The pastor and his wife received their guests as they came in, and then all moved on to offer the greetings of the season to me. Many remained to talk with me, to my great delight. There was the schoolmaster, with his daughters. There was Farmer B., who has a hobby. This place was colonized by English from Hingham in Norfolk, and Farmer B.'s ancestors were among them. He has a passion for hearing about Old Hingham, and, by dint of questioning every stranger, and making use of all kinds of opportunity, he has learned far more than I ever knew about the old place. His hopes rose high when he found I was a native of Norfolk; but I was obliged to depress them again by confessing how little I could tell of the old place, within a few miles of which my early years were spent. I was able to give him some trifling fact, however, about the direction in which the road winds, and for this he expressed fervent gratitude. I was afterward told that he is apt to drive his oxen into the ditch, and to lose a sheep or two when his head is running on "the old place." I have not yet succeeded in my attempts to obtain a sketch of Old Hingham to send over to Farmer B.; but I wish I could, for I believe it would please him more than the bequest of a fortune.

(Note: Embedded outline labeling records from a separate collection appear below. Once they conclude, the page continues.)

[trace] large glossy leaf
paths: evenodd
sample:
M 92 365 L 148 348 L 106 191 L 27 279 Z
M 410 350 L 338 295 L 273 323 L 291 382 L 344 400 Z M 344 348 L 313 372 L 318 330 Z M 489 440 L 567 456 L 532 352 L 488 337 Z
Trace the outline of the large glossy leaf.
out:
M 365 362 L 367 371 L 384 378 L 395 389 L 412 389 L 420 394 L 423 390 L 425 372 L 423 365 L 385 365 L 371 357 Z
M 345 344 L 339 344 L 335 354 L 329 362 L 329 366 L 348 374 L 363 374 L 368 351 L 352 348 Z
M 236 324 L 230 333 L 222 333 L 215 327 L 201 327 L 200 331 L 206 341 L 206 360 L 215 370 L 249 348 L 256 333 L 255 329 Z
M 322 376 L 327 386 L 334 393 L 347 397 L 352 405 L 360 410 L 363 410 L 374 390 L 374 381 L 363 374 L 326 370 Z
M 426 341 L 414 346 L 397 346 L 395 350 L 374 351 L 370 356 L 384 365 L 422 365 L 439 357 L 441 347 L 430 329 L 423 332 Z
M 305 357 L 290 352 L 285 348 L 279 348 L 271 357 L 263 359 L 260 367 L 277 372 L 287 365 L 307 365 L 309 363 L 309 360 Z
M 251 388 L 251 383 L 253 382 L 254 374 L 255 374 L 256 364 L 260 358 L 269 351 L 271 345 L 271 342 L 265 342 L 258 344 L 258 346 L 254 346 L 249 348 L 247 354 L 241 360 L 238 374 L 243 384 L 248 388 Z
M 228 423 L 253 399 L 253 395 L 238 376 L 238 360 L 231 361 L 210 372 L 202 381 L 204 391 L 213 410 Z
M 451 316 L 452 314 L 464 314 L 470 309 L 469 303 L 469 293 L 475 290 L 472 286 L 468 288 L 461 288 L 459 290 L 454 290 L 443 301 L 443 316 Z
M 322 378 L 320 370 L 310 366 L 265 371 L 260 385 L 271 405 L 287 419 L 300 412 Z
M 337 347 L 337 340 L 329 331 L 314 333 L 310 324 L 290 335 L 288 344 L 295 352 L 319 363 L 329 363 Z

Then came Captain L. with his five fine daughters. He looked too old to be their father, and well he might. When master of a vessel he was set ashore by pirates, with his crew, on a desert island, where he was thirty-six days without food. Almost all his crew were dead, and he just dying, when help arrived, by means of freemasonry. Among the pirates was a Scotchman, a mason, as was Captain L. The two exchanged signs. The Scotchman could not give aid at the moment; but, after many days of fruitless and anxious attempts, he contrived to sail back, at the risk of his life, and landed on the desert island on the thirty-sixth day from his leaving it. He had no expectation of finding any of the party alive; but, to take the chance and lose no time, he jumped ashore with a kettleful of wine in his hand. He poured wine down the throats of the few whom he found still breathing, and treated them so judiciously that they recovered. At least it was called recovery; but Captain L.'s looks are very haggard and nervous still. He took the Scotchman home, and cherished him to the day of his death.

Then there was an excellent woman, the general benefactress of the village, who is always ready to nurse the sick and help the afflicted, and to be of eminent service in another way to her young neighbours. She assembles them in the evenings once or twice a week, and reads with them and to them; and thus the young women of the village are obtaining a knowledge of Italian and French, as well as English literature, which would have been unattainable without her help. The daughters of the fishermen, bucket and netmakers, and farmers of Hingham, are far more accomplished than many a highbred young lady in England and New-York. Such a village population is one of the true glories of America. Many such girls were at their pastor's this evening, dressed in silk gowns of the latest make, with rich French pelerines, and their well-arranged hair bound with coloured riband; as pretty a set of girls as could be collected anywhere.

When it appeared that the rooms were beginning to thin, the organist called the young people round him, and they sang the new Christmas anthem extremely well. Finally, a Christmas hymn was sung by all to the tune of Old Hundred; the pastor and his people exchanged the blessing of the season, and in a few minutes the house was cleared.